Una shifting baseline è una linea mobile con cui un sistema viene misurato, o meglio, con cui viene misurata la sua mutazione rispetto ai precedenti punti di riferimento. L’adattamento da parte di uno o più organismi a un sistema che muta. Ed è forse questo il referente più prossimo e fedele al concetto, il cambiamento e il modo in cui esso viene osservato. La conservazione e la sopravvivenza delle specie si fonda anche su questo, sull’adattamento a sistemi e ambienti che mutano. Ma fino a che punto il sistema può accettare lo spostamento incondizionato di questa linea?
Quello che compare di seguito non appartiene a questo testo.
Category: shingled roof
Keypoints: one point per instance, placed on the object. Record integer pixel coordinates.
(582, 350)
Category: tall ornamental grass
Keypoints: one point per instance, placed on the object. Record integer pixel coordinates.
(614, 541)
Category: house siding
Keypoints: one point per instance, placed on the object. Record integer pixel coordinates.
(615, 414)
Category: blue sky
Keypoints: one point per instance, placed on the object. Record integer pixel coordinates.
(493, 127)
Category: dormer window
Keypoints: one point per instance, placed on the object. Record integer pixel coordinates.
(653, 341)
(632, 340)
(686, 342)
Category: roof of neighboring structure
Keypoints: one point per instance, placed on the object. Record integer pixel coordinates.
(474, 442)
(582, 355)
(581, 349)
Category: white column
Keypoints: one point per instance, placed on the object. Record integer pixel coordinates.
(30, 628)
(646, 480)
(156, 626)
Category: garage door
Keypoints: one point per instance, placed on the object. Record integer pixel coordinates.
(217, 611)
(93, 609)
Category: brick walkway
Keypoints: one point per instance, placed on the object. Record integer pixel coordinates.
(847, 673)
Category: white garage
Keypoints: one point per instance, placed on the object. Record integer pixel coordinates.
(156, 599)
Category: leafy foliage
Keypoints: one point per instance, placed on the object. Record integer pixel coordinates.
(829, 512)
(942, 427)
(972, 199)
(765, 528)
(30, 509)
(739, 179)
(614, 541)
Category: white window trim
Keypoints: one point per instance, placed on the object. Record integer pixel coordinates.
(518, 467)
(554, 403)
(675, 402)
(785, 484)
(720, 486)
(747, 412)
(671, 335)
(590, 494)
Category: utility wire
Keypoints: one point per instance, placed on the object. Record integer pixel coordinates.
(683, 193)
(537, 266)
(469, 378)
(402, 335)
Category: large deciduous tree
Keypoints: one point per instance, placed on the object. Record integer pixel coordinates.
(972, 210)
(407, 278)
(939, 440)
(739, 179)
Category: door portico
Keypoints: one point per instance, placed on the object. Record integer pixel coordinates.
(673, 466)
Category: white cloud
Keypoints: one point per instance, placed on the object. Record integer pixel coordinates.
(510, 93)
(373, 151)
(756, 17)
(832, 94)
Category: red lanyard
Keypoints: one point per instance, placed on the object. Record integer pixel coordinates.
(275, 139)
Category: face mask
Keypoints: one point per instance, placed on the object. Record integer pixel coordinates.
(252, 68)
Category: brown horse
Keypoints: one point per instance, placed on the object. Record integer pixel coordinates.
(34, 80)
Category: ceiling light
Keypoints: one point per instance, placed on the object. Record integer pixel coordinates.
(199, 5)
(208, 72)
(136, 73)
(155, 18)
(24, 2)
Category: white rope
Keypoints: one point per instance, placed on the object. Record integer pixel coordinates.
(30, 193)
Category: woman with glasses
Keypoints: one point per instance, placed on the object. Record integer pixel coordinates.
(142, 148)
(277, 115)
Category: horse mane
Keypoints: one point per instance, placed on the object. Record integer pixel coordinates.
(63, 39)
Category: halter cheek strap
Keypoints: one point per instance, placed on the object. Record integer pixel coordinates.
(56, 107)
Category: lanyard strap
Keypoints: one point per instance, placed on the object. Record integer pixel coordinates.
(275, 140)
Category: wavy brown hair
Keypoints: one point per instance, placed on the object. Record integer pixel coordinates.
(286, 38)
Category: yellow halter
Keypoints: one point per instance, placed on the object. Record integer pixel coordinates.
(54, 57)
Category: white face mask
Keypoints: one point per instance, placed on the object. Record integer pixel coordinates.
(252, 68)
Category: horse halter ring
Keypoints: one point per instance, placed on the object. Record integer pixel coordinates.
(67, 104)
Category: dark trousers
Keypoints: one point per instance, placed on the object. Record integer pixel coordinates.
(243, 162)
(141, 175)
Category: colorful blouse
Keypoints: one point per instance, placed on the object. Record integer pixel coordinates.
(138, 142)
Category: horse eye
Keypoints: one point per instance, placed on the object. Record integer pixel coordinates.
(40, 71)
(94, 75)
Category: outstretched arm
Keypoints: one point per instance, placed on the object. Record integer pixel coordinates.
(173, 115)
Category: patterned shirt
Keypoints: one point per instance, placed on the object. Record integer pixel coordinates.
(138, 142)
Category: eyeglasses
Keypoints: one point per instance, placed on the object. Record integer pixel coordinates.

Dove si trova quel punto in cui si interrompe persino la percezione del cambiamento e finiamo per accettare tutto passivamente? Quando viene a mancare l’osservazione oggettiva di quanto sta accadendo e falliamo nel riconoscere il cambiamento, accettando tutto semplicemente come una nuova realtà oggettiva e aggiuntiva, non siamo più di fronte a una politica di conservazione ma a un grave caso di amnesia planetaria. 

In parole povere, se quando eri piccolo andavi a sciare con la neve che ti arrivava alle ginocchia mentre adesso scii con 20 gradi a gennaio su un budello di neve artificiale in mezzo a vallate fiorite, ma continui comunque ad andare a sciare perché tecnicamente è ancora possibile, ecco che senza saperlo hai spostato la tua linea di misurazione della realtà sempre più avanti, senza riconoscere che la realtà, che pure vedi diversa, sia frutto di un cambiamento, ma semplicemente limitandoti ad accettare quella nuova realtà e adattandoti ad essa, dando importanza marginale alla gravità della situazione. Lì non si scia? Andiamo più in alto. Il ghiacciaio a 3.000 metri si scoglie? A 4.000 ce ne sono ancora. Le temperature si innalzano? Compriamo più costumi da bagno. La costa si erode? Allontaniamoci e costruiamo più nell’interno. Venezia affonda? Mettiamoci soltanto 50 anni a costruire il Mose e nel frattempo ammazziamola di grandi navi e moto ondoso. E così via. Ma attenzione, se la situazione ambientale è grave, quella sociale non lo è meno. L’essere umano è una creatura straordinaria, si adatta praticamente a tutto, anche al continuo ribasso e ne abbiamo avuto le prove nell’ultimo anno più che in qualsiasi altro periodo della nostra storia recente. La pandemia ci ha insegnato molte cose, una di queste è che possiamo convivere bene con limitazioni di libertà importanti, che siamo disposti ad accettare di stare lontani dai nostri affetti, che dopo tutto non è un dramma indossare una mascherina e andare in giro, per quel poco che possiamo, con facce tutte uguali guardandoci negli occhi l’un l’altro, mentre ci passiamo accanto, con sguardi per metà curiosi e per l’altra metà compassionevoli. Come dicevo, ci adattiamo a tutto, al ghiacciaio che si scioglie, all’innalzamento delle temperature, al mare di plastica e prendiamo tutto sommato sportivamente anche una pandemia. L’impressione è che quella linea di demarcazione sia ormai un aereo che vola a velocità supersonica e che noi, piloti inadatti e adattati, non possiamo far altro che affidare il cruise control al pilota automatico. L’adattamento è accettabile purché temporaneo e purché non tenda all’estremo ribasso e, soprattutto, che sia accompagnato a uno sguardo dritto e teso verso la costruzione di un futuro, migliore se possibile.